Nah, energi ini luas sekali. Selain pembangkit listrik yang masih kita butuhkan, sekarang kapasitas dasar total masih kurang terpenuhi. Problem listrik adalah bahan bakar. Macam-macam, tidak hanya batubara dan gas. Ada juga masalah ketersediaan dan distribusinya.
Maka, pendorong utama bisnis masa depan GE adalah energi. Kita bicara soal pembangkit listrik, minyak dan gas, manajemen energi agar transmisi dan distribusi lebih efisien, serta energi terbarukan. Misalnya, bagaimana membuat pembangkit listrik di desa-desa menggunakan bahan bakar di situ, baik sampah maupun limbah pertanian.
Batubara Indonesia banyak, tapi mungkin yang persentase kalorinya rendah tidak ada yang mau beli. Padahal bisa jadi sumber energi yang baik jika bisa gasifikasi. Gas disalurkan ke pembangkit. Karena itu, kami punya teknologi yang namanya gas engine dengan ukuran yang bermacam-macam, misalnya 1 megawatt (MW) dan 5 MW.
Kesehatan juga penting bagi GE. Indeks daya saing global Indonesia di peringkat ke-50. Salah satunya karena skor kesehatan masyarakat belum tinggi. Hal ini terutama didorong kesehatan masyarakat pedesaan. Maka, kami bikin program kesehatan pedesaan. Kami punya teknologi misalnya, mesin ultrasonografi yang sebesar ponsel.
Peta persaingan?
Saat ini kompetisi selalu keras di mana pun kita berada karena kecepatan orang mengejar teknologi selalu cepat. Hubungan baik tidak lebih panjang dari teknologi. Kalau saya bisa ngopi bareng si X, enggak mungkin pihak lain tidak bisa melakukan hal yang sama.
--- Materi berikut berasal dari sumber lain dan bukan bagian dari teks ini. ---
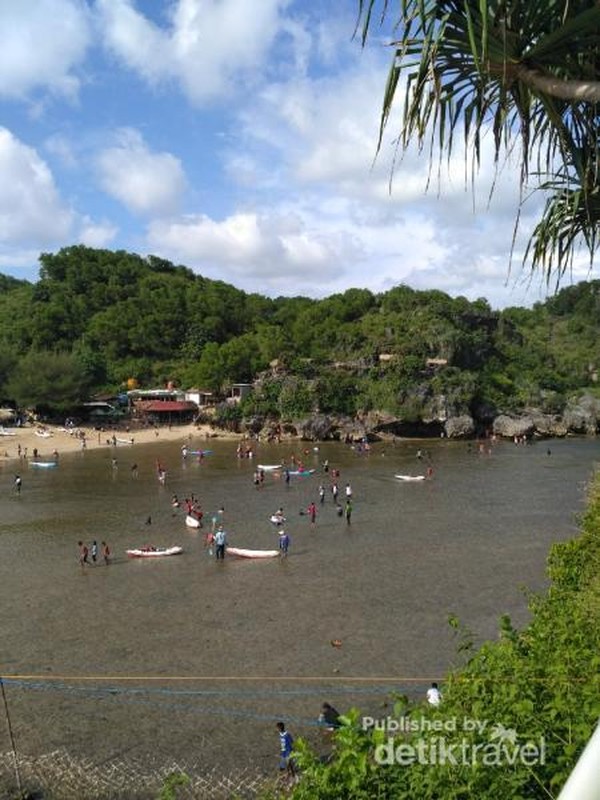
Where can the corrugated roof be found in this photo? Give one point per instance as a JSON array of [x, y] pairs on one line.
[[157, 406]]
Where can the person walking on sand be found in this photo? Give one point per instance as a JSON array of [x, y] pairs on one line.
[[220, 542], [83, 553], [434, 696], [284, 543], [348, 512], [286, 745]]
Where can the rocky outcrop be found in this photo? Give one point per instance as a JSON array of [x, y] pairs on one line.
[[508, 426], [430, 415], [460, 427], [548, 424], [582, 416]]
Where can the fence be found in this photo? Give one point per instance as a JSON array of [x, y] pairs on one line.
[[58, 776]]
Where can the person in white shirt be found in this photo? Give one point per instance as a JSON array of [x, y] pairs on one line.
[[434, 696]]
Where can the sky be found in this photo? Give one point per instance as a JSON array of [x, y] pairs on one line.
[[237, 138]]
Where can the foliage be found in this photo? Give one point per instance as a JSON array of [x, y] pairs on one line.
[[521, 74], [51, 382], [119, 316], [540, 684], [171, 783]]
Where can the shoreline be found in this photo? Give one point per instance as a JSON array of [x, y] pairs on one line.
[[62, 441]]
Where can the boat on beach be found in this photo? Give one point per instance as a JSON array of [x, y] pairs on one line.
[[154, 552], [242, 552]]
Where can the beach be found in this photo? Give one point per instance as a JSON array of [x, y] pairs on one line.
[[62, 441]]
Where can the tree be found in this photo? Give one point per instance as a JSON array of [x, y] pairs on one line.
[[528, 72], [50, 382]]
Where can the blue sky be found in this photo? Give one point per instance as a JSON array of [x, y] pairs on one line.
[[236, 137]]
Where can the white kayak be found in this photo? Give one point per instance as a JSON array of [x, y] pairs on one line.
[[240, 552], [154, 552]]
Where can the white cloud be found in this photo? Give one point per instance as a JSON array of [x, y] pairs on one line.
[[42, 44], [270, 254], [207, 47], [31, 211], [96, 234], [145, 182]]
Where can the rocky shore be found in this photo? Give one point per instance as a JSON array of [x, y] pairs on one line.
[[581, 417]]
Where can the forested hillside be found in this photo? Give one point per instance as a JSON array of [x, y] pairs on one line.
[[96, 318]]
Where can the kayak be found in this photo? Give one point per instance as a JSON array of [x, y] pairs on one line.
[[154, 552], [240, 552]]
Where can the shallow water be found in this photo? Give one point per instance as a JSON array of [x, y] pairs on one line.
[[467, 542]]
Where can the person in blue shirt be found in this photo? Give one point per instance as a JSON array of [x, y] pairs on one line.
[[286, 745], [220, 541], [284, 543]]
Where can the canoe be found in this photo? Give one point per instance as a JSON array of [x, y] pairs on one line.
[[240, 552], [142, 552]]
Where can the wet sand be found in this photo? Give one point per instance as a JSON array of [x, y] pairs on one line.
[[185, 658]]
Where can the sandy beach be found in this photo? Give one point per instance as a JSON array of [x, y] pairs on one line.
[[51, 439]]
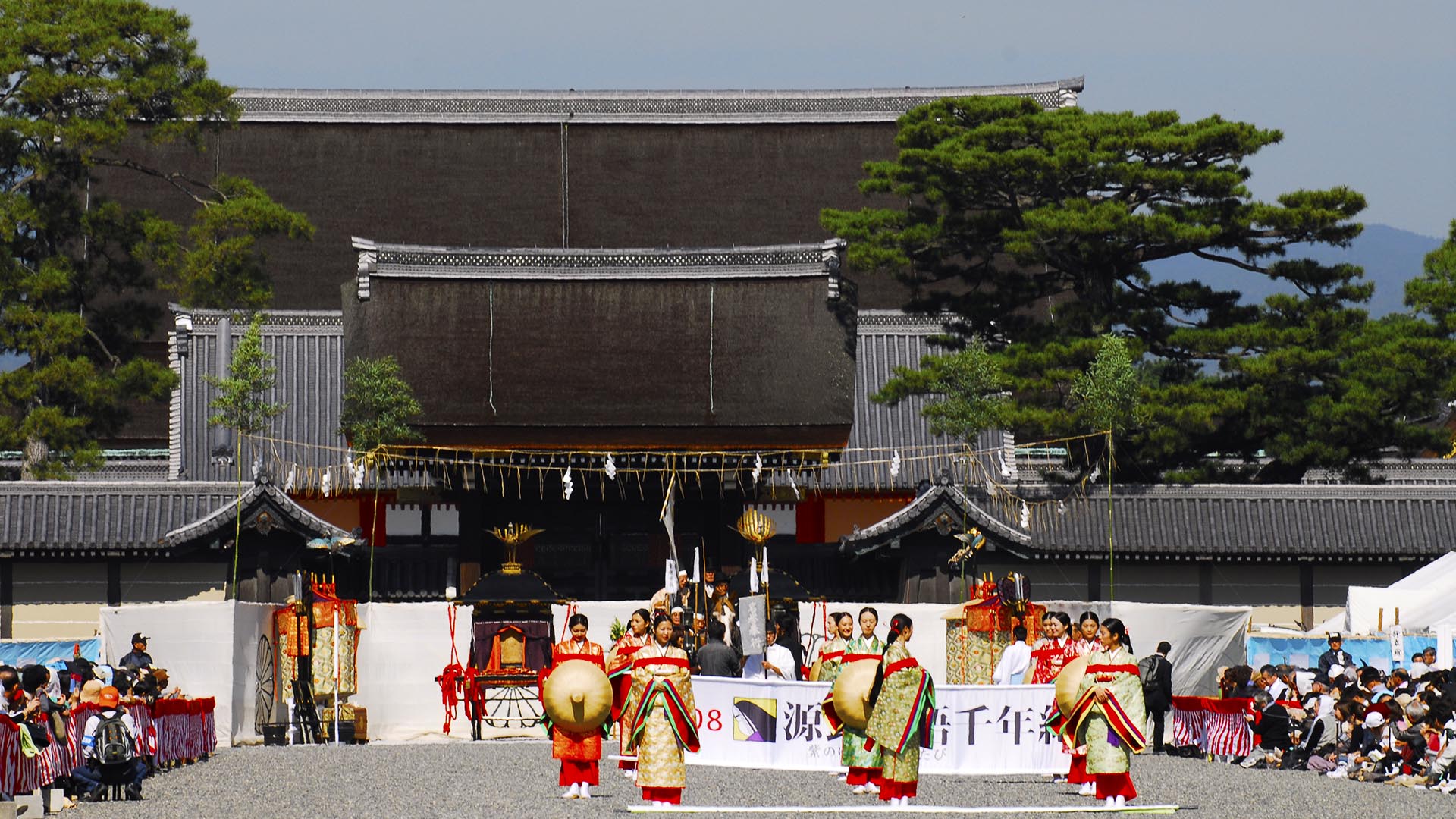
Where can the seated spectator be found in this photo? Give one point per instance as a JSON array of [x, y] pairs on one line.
[[1321, 742], [1318, 701], [108, 751], [1419, 667], [1270, 730], [137, 657], [91, 692], [1373, 758], [1372, 682], [36, 682], [718, 657], [1440, 738], [1429, 657]]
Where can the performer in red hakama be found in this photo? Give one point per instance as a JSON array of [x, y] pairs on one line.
[[619, 670], [1049, 656], [1084, 643], [579, 752]]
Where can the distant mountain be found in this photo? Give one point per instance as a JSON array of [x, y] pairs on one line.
[[1391, 257]]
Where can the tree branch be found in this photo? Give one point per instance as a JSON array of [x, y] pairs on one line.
[[15, 88], [1228, 260], [114, 360], [175, 180]]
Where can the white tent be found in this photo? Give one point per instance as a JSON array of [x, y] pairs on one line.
[[1203, 637], [1421, 599], [212, 649]]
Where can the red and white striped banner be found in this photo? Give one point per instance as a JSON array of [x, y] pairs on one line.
[[1216, 726]]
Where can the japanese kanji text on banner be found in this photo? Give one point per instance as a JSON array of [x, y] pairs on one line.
[[979, 729]]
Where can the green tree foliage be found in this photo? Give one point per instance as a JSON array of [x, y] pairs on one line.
[[1107, 392], [1043, 222], [242, 398], [76, 79], [379, 404], [968, 388]]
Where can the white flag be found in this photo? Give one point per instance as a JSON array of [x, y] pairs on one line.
[[667, 519]]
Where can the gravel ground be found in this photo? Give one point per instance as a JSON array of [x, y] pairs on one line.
[[519, 779]]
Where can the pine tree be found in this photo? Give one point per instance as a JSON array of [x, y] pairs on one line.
[[242, 398], [77, 271], [378, 404]]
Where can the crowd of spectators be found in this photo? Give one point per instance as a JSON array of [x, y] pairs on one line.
[[1353, 722], [705, 624], [39, 701]]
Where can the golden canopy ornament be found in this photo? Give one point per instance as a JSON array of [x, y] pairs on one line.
[[755, 526], [513, 535]]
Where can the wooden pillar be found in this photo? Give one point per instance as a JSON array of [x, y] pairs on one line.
[[471, 542], [1307, 595], [114, 582], [6, 598]]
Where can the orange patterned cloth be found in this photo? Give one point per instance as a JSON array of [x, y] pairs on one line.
[[1049, 657], [570, 745]]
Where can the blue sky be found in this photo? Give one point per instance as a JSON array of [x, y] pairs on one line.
[[1360, 89]]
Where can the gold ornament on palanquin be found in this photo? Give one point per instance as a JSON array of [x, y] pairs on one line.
[[577, 695], [852, 692]]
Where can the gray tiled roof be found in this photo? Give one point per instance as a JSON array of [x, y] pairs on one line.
[[576, 264], [39, 518], [889, 340], [1272, 521], [259, 499], [655, 107], [1209, 522], [924, 512], [308, 350]]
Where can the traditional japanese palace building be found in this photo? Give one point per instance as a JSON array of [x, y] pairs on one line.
[[571, 279]]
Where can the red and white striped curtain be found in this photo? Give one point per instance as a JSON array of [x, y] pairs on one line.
[[171, 730], [1216, 726]]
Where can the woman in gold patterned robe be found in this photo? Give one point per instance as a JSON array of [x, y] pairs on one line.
[[619, 670], [832, 654], [661, 708], [902, 714], [864, 764], [1109, 714], [579, 752]]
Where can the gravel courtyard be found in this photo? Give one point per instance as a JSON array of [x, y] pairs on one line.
[[519, 779]]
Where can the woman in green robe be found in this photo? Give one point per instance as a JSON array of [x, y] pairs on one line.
[[902, 713], [864, 764], [1109, 714]]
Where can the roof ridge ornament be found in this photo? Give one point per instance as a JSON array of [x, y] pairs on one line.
[[367, 261]]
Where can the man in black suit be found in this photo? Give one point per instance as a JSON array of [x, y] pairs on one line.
[[1158, 689]]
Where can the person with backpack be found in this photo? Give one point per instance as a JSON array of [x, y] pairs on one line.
[[109, 751], [1156, 673]]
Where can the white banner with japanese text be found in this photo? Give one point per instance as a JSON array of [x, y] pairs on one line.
[[979, 729]]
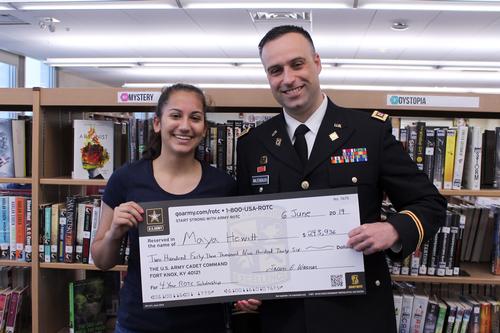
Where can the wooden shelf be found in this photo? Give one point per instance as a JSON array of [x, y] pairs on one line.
[[15, 263], [17, 180], [70, 181], [477, 274], [475, 193], [61, 265]]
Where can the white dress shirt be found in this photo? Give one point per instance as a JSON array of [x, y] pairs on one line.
[[313, 123]]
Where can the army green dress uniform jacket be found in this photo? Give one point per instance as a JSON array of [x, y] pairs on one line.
[[267, 151]]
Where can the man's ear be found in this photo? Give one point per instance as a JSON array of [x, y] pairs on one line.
[[156, 124], [317, 62]]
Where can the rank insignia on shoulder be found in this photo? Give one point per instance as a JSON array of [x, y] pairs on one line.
[[351, 155], [380, 115], [244, 132]]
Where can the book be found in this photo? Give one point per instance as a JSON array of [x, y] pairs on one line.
[[472, 166], [496, 180], [4, 228], [420, 145], [86, 306], [6, 151], [398, 304], [495, 253], [61, 234], [20, 227], [480, 234], [443, 308], [96, 215], [87, 229], [419, 311], [54, 230], [12, 228], [429, 152], [460, 149], [92, 149], [439, 157], [14, 307], [449, 160], [431, 316], [5, 296], [19, 147], [474, 321], [28, 242], [488, 160]]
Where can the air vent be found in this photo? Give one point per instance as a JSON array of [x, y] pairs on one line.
[[281, 16], [7, 19]]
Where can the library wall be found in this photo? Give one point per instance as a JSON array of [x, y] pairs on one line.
[[67, 80]]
Bagi kami, itu adalah kompetitor baik. Yang membedakan, ada produk superior yang jangka waktu teknologinya dikejar cukup lama. Atau melakukan ko-kreasi, dengan duduk bareng bersama konsumer. Apa masalahmu, bagaimana kami bisa bantu.
Perbincangan dengan Direktur Utama PT Garuda Indonesia Tbk Emirsyah Satar soal quantum leap Garuda sangat menarik. Akhirnya, tercapai kerja sama Garuda dengan GE Indonesia dengan nilai bisnis 1 miliar dollar AS. Hal serupa juga dilakukan GE Indonesia dengan PT KAI dan PT PLN.
Posisi GE Indonesia di peta global?
Indonesia masuk ke most of sexiest market GE saat ini. Hal ini karena kondisi Indonesia yang ekonominya tumbuh dengan jumlah penduduk yang mendukung.